A Data Science Central Community
The U.S. Census Bureau recently held a contest to see who could develop the best statistical model to predict census mail return rates. Contestants could use a set of block group-level data provided by the Census plus whatever else they could get their hands on (provided it was freely available and they shared their sources). I’d never taken part in this kind of predictive analytics competition before, but as a sometimes SAS-programmer and demographer by training, this one caught my attention. The contest was run by Kaggle and 291 contestants participated (I came in 47th…). It was interesting not just from a data-mining-geek standpoint, but to see how one might be able to harness crowdsourcing to provide new approaches and solutions to decades old problems.
Asked to comment, Roderick Little, the Census Bureau’s associate director for research and methodology, told SurveyPost: “I’d say there is a value to the Census Bureau in introducing new modeling ideas, and also advertising to the outside statistical community that there are interesting problems in the federal government, making it a good place to work.” I have to agree that the challenge got me to think outside my typical approaches to problem solving and the motivation to be a winner amongst data miners was alluring (as was the prospect of the $14,000 top prize!).
Bill Bame, a software developer, was the winner of the Census Return Rate Challenge. I chatted with Bill to get his perspective on the Census challenge and his experience with crowdsourced contests in general. Some of our chat follows:
Joe: I saw that you consider yourself an “algorithmist” rather than a mathematician or statistician by training. How does your background influence your approach toward problem-solving?
Bill: I think my background makes me a pragmatist rather than a theoretician. Don’t get me wrong, I have tremendous respect for people who can do theoretical work, but in my endeavors the “just make it work” approach almost always seems to be the goal. I also have many interests outside of this sort of thing, and I think that helps greatly.
Joe: I know you participated in the Netflix Prize and other challenges before the Census contest. What motivated you to first take part in challenges of this kind?
Bill: Honestly? The Netflix challenge was just a lark. Just a fun bit of entertainment and something to encourage me to learn some new things. That applies, more or less, to other similar things I’ve attempted. I never go into these things with an eye toward winning – and really never expected to do as well as I have.
Joe: How about the Census challenge? Was there something in particular that caught your interest with this one and did you have experience working with Census data prior to the challenge?
Bill: I had never worked with Census data before, but I had worked with researchers who used TIGER files and other things in their work. At the beginning of the challenge I thought it might be fun just to draw some maps showing trends in various ways, maybe take a stab at the visualization competition. After all, maps are fun in general, and I like thinking about how to create visualizations that will be meaningful to people who aren’t experts in the data being represented. But then my analysis of the data became interesting in itself, and before I knew what was happening I had thrown together some predictive models… that happens sometimes.
Joe: Have your thoughts about the decennial Census changed as a result of working on this challenge?
Bill: The only real surprise in the data, for me, was the renter/owner dichotomy.
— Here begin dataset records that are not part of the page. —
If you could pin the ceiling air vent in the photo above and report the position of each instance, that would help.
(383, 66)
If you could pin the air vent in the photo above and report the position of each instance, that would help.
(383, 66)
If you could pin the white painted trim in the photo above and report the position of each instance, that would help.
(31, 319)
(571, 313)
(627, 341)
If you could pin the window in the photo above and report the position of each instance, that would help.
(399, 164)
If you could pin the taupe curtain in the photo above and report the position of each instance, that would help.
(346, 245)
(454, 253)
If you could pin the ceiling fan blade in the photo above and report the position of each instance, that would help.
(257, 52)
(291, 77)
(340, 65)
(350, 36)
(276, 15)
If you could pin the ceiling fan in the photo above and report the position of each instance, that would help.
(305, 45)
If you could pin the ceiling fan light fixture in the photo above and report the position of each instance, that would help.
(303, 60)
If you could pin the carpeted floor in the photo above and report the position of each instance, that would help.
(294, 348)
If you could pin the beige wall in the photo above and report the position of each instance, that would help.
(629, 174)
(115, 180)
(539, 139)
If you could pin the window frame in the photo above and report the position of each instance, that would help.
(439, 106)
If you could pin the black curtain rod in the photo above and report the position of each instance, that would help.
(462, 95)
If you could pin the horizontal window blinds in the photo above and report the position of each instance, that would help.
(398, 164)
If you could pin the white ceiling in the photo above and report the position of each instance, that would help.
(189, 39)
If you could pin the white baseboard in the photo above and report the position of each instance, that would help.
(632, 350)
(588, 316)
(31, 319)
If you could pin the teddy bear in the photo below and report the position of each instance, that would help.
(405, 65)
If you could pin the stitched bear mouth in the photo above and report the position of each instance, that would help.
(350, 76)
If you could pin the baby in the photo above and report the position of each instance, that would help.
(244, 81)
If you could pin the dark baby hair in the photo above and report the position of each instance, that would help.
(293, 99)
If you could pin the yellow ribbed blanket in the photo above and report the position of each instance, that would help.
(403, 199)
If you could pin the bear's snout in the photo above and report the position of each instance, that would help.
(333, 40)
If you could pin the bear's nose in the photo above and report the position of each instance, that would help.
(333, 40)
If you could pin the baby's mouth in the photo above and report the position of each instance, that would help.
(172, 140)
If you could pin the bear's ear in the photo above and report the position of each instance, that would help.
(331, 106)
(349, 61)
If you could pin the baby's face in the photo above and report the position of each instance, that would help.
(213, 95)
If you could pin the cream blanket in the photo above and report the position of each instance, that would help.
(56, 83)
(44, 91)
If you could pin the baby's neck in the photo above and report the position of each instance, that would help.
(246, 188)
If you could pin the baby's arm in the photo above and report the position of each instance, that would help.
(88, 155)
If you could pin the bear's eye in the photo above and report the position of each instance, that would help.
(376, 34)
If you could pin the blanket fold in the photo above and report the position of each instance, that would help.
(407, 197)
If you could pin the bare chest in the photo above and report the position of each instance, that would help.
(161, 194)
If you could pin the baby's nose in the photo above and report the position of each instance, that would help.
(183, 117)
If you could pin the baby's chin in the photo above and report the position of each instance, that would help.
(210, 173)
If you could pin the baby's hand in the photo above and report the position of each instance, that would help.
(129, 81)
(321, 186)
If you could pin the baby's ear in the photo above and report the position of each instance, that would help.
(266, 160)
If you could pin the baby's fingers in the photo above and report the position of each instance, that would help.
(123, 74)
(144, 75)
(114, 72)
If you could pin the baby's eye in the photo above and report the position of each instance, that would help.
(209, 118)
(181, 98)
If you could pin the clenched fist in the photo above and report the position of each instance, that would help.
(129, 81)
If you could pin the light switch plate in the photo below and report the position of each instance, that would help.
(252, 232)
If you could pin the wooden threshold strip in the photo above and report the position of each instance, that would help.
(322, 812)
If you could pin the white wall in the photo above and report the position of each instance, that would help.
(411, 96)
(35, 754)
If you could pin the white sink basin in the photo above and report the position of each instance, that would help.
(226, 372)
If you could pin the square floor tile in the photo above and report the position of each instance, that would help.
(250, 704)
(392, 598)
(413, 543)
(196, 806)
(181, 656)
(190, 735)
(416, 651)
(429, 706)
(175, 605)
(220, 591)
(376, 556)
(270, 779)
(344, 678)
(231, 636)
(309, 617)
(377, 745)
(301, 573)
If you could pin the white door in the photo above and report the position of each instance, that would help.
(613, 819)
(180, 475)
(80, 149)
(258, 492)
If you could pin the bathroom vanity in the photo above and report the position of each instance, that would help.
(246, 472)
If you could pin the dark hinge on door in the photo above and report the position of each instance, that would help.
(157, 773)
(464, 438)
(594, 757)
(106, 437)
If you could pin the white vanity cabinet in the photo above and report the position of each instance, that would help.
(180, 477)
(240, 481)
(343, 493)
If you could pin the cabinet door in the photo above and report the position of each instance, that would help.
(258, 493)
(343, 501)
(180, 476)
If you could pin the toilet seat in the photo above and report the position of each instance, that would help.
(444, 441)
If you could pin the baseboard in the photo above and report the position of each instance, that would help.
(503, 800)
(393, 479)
I suspected that there would be some predictive value there, but it turned out to be the single-most important predictor. To me this implies that the Census Bureau would be well served by embarking on an education campaign, targeted at renters, prior to the next Census – but it’s probably not as simple as that. And there were some interactions between that and other variables that might complicate that plan significantly.
Joe: What do you think of the challenge as a model for solving particularly “challenging” research questions? What limitations do you see for the challenge arrangement for solving problems? Are there certain problems it may not be right for?
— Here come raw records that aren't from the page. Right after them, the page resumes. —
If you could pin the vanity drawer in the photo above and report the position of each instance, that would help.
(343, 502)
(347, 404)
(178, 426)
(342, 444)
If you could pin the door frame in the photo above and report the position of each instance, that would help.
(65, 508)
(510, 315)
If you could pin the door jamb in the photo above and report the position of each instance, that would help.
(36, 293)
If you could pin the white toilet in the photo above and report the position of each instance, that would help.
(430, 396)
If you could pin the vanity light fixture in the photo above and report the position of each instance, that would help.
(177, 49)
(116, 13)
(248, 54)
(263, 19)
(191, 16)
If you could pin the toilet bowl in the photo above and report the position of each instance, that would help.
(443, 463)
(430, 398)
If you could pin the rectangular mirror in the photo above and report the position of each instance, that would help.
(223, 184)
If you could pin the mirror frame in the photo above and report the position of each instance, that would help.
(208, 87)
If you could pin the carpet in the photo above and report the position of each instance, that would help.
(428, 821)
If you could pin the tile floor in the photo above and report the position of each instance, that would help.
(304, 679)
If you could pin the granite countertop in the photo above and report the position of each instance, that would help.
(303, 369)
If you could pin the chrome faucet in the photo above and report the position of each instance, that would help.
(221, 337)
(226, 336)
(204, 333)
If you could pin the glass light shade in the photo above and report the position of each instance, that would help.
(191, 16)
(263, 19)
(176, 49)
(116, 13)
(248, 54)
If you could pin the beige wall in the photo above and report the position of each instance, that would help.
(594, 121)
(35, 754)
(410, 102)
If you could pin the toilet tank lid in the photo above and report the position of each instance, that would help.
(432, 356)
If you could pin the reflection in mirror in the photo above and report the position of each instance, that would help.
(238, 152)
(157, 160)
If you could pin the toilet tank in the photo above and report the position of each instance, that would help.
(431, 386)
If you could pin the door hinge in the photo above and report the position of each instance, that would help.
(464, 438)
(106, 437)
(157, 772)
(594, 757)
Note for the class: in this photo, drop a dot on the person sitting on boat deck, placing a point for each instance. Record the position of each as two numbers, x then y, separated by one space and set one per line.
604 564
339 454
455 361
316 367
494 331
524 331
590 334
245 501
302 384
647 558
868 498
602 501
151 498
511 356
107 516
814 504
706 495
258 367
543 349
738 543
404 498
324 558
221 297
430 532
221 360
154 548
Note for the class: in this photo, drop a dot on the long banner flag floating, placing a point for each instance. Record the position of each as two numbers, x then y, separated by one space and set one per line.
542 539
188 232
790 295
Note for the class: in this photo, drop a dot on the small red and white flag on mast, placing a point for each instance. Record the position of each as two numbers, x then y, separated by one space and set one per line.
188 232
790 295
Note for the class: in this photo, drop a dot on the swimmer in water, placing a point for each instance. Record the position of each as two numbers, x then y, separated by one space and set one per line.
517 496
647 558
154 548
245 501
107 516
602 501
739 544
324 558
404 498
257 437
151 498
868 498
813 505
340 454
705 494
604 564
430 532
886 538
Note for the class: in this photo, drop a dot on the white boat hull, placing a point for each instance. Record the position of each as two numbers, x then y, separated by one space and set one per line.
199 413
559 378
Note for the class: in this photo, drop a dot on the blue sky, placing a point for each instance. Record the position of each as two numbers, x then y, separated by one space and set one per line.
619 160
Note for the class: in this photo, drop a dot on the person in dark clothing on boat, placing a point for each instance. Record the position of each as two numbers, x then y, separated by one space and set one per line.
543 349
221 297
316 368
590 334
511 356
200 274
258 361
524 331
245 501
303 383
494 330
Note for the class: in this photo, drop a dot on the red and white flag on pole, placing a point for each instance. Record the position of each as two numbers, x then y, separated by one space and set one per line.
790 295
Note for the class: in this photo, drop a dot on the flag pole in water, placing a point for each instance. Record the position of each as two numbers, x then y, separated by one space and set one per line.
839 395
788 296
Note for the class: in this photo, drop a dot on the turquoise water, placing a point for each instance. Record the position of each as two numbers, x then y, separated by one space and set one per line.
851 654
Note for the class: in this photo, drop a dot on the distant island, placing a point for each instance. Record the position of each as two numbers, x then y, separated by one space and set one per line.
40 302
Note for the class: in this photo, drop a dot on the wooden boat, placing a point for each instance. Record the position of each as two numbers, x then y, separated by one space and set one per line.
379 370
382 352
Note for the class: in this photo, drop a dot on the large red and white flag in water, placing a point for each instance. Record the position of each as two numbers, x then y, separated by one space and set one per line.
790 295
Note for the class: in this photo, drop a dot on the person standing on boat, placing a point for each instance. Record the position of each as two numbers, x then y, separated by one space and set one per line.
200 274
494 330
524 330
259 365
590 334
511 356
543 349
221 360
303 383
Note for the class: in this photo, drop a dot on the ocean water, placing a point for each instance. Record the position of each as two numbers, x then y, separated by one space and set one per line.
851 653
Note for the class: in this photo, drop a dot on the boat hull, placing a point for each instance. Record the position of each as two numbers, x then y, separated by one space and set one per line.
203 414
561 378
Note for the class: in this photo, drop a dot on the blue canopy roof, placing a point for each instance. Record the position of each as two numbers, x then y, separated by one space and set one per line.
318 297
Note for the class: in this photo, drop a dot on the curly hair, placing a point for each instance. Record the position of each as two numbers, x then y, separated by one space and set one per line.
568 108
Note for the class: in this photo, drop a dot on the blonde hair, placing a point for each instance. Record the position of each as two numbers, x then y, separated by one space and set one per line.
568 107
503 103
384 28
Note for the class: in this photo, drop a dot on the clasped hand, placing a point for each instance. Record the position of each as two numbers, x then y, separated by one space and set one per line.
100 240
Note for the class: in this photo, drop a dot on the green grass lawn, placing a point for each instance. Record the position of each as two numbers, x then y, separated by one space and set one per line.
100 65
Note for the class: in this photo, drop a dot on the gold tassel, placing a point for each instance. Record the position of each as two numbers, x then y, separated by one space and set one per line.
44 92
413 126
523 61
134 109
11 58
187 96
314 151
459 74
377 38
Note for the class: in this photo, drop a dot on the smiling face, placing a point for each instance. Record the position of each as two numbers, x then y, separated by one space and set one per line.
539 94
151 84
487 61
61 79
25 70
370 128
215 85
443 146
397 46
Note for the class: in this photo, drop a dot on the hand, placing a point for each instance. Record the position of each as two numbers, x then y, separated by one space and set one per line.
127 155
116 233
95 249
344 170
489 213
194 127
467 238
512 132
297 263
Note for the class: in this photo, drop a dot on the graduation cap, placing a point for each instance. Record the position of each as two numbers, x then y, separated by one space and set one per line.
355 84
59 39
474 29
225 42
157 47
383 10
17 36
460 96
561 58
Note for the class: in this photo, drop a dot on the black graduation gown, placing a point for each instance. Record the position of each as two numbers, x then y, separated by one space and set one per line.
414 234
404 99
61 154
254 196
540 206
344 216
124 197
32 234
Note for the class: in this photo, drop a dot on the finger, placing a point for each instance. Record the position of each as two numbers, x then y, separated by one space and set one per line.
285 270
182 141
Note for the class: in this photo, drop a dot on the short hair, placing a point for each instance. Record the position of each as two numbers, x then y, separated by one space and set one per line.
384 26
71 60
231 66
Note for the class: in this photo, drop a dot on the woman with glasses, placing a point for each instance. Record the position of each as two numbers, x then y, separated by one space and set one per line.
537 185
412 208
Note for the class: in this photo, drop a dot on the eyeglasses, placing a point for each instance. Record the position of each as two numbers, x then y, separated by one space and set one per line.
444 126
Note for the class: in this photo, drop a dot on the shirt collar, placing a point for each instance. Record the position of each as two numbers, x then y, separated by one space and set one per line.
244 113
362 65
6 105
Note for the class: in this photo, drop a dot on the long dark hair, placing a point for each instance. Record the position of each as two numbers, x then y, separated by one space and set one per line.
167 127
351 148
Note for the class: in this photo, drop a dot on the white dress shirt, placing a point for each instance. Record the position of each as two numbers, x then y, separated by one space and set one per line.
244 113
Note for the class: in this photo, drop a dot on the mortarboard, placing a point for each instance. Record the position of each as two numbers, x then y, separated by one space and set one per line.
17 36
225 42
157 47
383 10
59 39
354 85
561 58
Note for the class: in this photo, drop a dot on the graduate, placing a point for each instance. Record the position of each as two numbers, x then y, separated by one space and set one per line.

Bill: I think the whole competitive crowd-sourcing model is great for solving many kinds of problems, and can bring truly new ideas to otherwise stagnant problem areas, but like anything else it can be abused – and it’s not always the best way to get the job done. What I mean is, the sponsors can get cheap and hopefully valuable insights into their data, and the participants (and audience? is there an audience?) get entertainment, education (same thing for me) and possibly prizes and/or prestige. But that can turn ugly if the amount of work involved doesn’t match the “purse.” As for what it’s not very good at, I don’t think it’s particularly good at the “just give me some ideas” sorts of questions – it’s much better suited to the analytical and/or “visualizable” – currently at least.
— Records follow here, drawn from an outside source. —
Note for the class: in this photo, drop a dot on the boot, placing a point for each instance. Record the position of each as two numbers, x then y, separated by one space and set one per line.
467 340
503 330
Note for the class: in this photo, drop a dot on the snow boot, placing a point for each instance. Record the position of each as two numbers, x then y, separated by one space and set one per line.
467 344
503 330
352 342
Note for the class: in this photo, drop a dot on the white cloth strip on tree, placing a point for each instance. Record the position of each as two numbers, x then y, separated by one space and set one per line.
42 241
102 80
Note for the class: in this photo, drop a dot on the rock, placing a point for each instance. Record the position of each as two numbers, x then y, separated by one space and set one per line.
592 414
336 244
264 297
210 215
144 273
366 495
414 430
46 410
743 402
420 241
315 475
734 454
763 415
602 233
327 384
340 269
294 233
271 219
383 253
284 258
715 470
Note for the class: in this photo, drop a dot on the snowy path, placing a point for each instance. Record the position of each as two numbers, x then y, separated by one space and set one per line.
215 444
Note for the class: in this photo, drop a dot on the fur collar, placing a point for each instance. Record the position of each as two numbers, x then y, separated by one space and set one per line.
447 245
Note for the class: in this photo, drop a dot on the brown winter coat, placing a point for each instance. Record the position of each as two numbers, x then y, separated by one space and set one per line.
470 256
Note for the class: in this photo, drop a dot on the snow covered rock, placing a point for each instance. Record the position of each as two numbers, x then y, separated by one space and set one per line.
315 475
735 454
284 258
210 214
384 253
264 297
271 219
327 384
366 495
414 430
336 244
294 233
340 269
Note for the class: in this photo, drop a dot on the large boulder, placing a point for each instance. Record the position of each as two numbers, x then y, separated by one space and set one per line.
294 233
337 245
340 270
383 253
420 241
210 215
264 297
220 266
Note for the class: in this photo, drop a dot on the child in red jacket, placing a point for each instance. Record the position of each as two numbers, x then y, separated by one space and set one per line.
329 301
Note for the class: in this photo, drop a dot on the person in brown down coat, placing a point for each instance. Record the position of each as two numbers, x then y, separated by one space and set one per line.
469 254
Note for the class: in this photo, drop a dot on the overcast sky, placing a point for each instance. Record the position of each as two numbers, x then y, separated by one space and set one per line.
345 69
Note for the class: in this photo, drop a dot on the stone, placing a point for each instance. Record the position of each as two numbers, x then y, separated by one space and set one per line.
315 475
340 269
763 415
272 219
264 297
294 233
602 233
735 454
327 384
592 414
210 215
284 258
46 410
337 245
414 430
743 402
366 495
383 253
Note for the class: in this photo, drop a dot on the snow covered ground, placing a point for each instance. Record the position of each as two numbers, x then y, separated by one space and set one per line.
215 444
Joe: That reminds me of the contest we ran last year to generate some items to include in a survey. We were astounded by the range of topics submitted and people who entered. We tried to keep the work required low as we knew we could only select a handful of winners. So, if you had to design your own challenge, what would it be about?
Bill: Design my own challenge? Wow, I’ve never actually thought about that… I’ve done a fair amount of investigation into what’s usually termed synthetic or artificial creativity–computer-generated art of various types. I think it would be a blast to hold a competition along those lines. On the other hand I don’t think there would be a way to score such a competition quantitatively, and I’m not generally of fan “judgment by panel”-style competitions. Still, it might be fun, and would certainly yield fascinating results.
Joe: So, any big plans for the Census challenge prize money?
Bill: I’ve got one daughter in college, and another entering in the fall… need I say more? But I did skim a chunk off the top to build a new number-cruncher. Its predecessor was built for the Netflix prize – which should tell you how old it was!